6.5 KiB
6.5 KiB
Embedding Model Comparison
Comparison of Google Gemini, OpenAI, and Cloudflare Workers AI embedding models to help you choose the right one for your use case.
Quick Comparison Table
| Feature | Gemini (gemini-embedding-001) | OpenAI (text-embedding-3-small) | OpenAI (text-embedding-3-large) | Workers AI (bge-base-en-v1.5) |
|---|---|---|---|---|
| Dimensions | 128-3072 (flexible) | 1536 (fixed) | 3072 (fixed) | 768 (fixed) |
| Default Dims | 3072 | 1536 | 3072 | 768 |
| Context Window | 2,048 tokens | 8,191 tokens | 8,191 tokens | 512 tokens |
| Cost (per 1M tokens) | Free tier, then $0.025 | $0.020 | $0.130 | Free on Cloudflare |
| Rate Limit (Free) | 100 RPM, 30k TPM | 3,000 RPM | 3,000 RPM | Unlimited |
| Task Types | 8 types | None | None | None |
| Matryoshka | ✅ Yes | ✅ Yes (shortening) | ✅ Yes (shortening) | ❌ No |
| Best For | RAG, semantic search | General purpose | High accuracy needed | Edge computing, Cloudflare stack |
Detailed Comparison
1. Google Gemini (gemini-embedding-001)
Strengths:
- Flexible dimensions (128-3072) using Matryoshka Representation Learning
- 8 task types for optimization (RETRIEVAL_QUERY, RETRIEVAL_DOCUMENT, etc.)

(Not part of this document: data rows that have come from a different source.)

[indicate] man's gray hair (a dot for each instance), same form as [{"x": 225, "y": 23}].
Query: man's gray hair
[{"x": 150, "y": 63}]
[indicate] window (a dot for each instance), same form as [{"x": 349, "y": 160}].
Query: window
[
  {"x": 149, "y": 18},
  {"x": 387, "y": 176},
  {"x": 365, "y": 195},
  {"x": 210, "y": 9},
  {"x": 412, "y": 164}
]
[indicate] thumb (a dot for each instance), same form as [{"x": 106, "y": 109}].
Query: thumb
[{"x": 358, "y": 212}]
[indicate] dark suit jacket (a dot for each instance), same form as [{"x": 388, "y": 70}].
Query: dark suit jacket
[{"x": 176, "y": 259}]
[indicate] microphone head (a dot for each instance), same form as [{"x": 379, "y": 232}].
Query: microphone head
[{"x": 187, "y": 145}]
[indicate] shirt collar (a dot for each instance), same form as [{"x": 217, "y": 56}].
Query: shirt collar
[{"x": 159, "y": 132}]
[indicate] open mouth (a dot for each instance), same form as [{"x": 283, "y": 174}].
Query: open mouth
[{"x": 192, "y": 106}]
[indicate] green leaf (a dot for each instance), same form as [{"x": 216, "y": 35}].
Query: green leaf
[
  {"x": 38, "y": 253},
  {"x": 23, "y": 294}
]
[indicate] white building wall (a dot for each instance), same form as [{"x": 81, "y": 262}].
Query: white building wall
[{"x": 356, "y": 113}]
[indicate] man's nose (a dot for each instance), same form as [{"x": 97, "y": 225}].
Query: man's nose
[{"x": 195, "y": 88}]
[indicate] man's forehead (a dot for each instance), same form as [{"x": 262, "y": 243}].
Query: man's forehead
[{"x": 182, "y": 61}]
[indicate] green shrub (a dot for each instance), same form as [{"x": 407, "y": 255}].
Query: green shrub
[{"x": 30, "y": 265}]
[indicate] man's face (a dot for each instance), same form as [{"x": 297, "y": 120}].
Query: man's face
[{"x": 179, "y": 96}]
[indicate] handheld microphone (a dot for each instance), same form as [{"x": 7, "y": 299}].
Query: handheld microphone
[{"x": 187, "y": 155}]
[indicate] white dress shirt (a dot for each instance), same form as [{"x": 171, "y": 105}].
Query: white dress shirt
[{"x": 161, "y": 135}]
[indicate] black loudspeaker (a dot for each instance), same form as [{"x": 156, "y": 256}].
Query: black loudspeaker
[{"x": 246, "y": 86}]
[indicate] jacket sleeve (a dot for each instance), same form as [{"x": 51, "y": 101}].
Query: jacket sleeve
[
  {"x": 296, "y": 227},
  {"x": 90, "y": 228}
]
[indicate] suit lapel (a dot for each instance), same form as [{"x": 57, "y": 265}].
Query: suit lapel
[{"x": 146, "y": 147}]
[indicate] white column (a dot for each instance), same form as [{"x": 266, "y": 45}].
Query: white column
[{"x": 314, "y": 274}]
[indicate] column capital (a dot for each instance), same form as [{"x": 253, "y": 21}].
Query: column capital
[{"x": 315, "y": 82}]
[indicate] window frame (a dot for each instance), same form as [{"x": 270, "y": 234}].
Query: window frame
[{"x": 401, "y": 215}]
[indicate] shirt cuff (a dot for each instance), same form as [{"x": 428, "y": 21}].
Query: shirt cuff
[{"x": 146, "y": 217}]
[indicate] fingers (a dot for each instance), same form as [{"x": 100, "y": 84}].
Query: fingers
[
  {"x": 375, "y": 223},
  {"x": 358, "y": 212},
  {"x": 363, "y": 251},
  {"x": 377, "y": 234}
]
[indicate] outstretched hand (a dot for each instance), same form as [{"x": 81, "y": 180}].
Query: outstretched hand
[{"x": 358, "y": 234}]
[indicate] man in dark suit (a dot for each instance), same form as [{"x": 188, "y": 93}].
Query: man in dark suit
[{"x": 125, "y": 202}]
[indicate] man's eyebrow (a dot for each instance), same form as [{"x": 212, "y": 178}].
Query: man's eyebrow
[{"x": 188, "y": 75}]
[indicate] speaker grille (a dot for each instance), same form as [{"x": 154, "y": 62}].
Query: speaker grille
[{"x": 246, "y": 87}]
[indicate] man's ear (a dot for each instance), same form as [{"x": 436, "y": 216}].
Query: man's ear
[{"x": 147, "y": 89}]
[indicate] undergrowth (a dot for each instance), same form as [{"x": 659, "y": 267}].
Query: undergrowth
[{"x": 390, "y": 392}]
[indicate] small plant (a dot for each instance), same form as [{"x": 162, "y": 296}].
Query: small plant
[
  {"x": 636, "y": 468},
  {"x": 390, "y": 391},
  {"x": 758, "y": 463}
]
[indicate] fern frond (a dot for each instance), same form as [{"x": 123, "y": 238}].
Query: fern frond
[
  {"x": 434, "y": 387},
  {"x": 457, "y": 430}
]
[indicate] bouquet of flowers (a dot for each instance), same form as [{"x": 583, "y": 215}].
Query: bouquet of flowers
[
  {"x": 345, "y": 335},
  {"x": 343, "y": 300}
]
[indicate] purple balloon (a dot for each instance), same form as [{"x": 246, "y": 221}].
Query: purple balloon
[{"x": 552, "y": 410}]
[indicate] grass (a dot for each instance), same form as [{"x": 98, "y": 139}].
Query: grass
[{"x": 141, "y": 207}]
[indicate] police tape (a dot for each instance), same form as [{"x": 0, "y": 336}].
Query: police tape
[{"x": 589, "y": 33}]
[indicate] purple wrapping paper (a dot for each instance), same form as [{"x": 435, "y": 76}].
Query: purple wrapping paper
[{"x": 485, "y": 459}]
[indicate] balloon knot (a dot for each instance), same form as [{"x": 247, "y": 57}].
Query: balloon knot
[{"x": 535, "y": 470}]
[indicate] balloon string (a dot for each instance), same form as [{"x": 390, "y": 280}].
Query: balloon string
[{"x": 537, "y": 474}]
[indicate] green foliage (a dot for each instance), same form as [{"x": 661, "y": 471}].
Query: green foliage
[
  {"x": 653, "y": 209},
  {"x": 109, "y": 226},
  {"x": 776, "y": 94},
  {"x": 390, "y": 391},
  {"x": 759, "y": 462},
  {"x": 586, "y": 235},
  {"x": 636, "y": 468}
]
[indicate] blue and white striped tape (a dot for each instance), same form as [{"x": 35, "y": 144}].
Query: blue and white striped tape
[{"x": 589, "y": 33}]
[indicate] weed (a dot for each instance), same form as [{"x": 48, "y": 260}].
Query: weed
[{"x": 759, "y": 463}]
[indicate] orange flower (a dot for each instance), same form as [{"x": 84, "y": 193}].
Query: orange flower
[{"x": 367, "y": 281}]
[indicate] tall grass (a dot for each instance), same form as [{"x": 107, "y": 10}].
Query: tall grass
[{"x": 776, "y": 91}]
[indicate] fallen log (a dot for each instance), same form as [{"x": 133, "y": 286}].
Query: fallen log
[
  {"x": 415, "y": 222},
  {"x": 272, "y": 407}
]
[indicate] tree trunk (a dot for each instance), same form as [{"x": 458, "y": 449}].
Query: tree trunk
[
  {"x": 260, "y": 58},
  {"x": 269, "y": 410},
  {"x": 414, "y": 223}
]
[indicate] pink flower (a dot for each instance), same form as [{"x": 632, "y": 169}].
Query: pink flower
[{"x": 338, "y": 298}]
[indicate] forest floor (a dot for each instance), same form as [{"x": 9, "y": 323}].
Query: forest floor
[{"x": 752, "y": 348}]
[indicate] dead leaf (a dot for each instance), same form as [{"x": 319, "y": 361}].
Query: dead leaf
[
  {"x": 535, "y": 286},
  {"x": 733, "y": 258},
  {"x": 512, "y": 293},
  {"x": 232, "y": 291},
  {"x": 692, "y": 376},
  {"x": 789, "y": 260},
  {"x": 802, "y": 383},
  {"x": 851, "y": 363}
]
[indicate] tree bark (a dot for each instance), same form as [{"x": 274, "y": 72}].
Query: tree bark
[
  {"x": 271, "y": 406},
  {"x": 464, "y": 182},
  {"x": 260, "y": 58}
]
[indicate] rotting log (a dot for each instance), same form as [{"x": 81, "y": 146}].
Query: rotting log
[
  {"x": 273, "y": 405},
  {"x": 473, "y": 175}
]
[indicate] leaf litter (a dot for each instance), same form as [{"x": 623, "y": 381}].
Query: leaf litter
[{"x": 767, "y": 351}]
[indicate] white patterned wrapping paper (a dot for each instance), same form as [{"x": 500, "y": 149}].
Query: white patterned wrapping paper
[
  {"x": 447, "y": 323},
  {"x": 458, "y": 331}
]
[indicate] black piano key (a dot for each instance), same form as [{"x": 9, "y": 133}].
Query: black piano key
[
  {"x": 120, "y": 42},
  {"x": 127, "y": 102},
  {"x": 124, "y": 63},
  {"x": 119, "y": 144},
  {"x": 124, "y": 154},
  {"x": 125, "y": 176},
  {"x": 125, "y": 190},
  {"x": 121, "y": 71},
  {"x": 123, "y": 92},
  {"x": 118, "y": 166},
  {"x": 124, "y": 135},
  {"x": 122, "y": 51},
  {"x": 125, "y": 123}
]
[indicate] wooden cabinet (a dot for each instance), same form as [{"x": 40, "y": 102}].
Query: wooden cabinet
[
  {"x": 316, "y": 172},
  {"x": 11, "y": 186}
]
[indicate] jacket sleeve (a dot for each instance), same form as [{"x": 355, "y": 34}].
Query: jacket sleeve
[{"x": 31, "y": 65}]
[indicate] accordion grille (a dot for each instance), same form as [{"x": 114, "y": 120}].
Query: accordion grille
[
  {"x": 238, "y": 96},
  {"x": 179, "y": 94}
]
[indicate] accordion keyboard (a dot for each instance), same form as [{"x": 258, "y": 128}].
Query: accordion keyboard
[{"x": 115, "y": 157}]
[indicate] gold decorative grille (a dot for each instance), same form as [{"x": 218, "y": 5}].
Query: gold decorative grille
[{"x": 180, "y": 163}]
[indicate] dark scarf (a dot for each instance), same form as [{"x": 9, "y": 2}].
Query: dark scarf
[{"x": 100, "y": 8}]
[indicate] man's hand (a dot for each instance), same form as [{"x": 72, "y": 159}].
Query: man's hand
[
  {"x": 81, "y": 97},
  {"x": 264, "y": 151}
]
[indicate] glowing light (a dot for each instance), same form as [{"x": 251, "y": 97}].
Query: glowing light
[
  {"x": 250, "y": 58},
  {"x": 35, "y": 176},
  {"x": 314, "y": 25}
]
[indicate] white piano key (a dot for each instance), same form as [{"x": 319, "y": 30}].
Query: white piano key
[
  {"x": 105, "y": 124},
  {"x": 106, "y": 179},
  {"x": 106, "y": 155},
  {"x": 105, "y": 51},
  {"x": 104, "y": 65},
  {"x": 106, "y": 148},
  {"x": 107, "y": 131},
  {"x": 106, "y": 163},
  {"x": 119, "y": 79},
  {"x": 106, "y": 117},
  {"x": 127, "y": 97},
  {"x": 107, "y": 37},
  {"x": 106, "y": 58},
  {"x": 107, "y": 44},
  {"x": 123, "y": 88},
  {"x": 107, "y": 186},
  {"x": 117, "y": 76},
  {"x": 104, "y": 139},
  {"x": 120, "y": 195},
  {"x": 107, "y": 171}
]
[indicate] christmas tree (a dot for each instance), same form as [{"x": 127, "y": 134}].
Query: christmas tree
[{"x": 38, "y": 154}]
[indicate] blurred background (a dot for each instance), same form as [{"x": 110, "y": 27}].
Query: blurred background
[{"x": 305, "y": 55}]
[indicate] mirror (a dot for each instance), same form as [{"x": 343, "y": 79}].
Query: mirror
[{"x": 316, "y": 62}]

- Free tier with generous limits
- Same API as Gemini text generation (unified ecosystem)
Weaknesses:
- Smaller context window (2,048 tokens vs OpenAI's 8,191)
- Newer model (less community knowledge)
Recommended For:
- RAG systems (optimized task types)
- Projects already using Gemini API
- Budget-conscious projects (free tier)
Pricing:
- Free: 100 RPM, 30k TPM, 1k RPD
- Paid: $0.025 per 1M tokens (Tier 1+)
2. OpenAI text-embedding-3-small
Strengths:
- Larger context window (8,191 tokens)
- Well-documented and widely used
- Good balance of cost and performance
- Can shorten dimensions (Matryoshka)
Weaknesses:
- Fixed 1536 dimensions (unless shortened)
- No task type optimization
- Costs from day one (no free tier for embeddings)
Recommended For:
- General-purpose semantic search
- Projects with long documents (>2k tokens)
- OpenAI ecosystem integration
Pricing:
- $0.020 per 1M tokens
3. OpenAI text-embedding-3-large
Strengths:
- Highest accuracy of OpenAI models
- 3072 dimensions (same as Gemini default)
- Large context window (8,191 tokens)
Weaknesses:
- Most expensive ($0.130 per 1M tokens)
- Fixed dimensions
- Overkill for most use cases
Recommended For:
- Mission-critical applications requiring maximum accuracy
- Well-funded projects
Pricing:
- $0.130 per 1M tokens (6.5x more expensive than text-embedding-3-small)
4. Cloudflare Workers AI (bge-base-en-v1.5)
Strengths:
- Free on Cloudflare Workers
- Fast (edge inference)
- Good for English text
- Simple integration with Vectorize
Weaknesses:
- Small context window (512 tokens)
- Fixed 768 dimensions
- No task type optimization
- English-only (limited multilingual support)
Recommended For:
- Cloudflare-first stacks
- Cost-sensitive projects
- Short documents (<512 tokens)
- Edge inference requirements
Pricing:
- Free (included with Cloudflare Workers)
Example:
const response = await env.AI.run('@cf/baai/bge-base-en-v1.5', {
text: 'Your text here'
});
// Returns: { data: number[] } with 768 dimensions
When to Use Which
Use Gemini Embeddings When:
- ✅ Building RAG systems (task type optimization)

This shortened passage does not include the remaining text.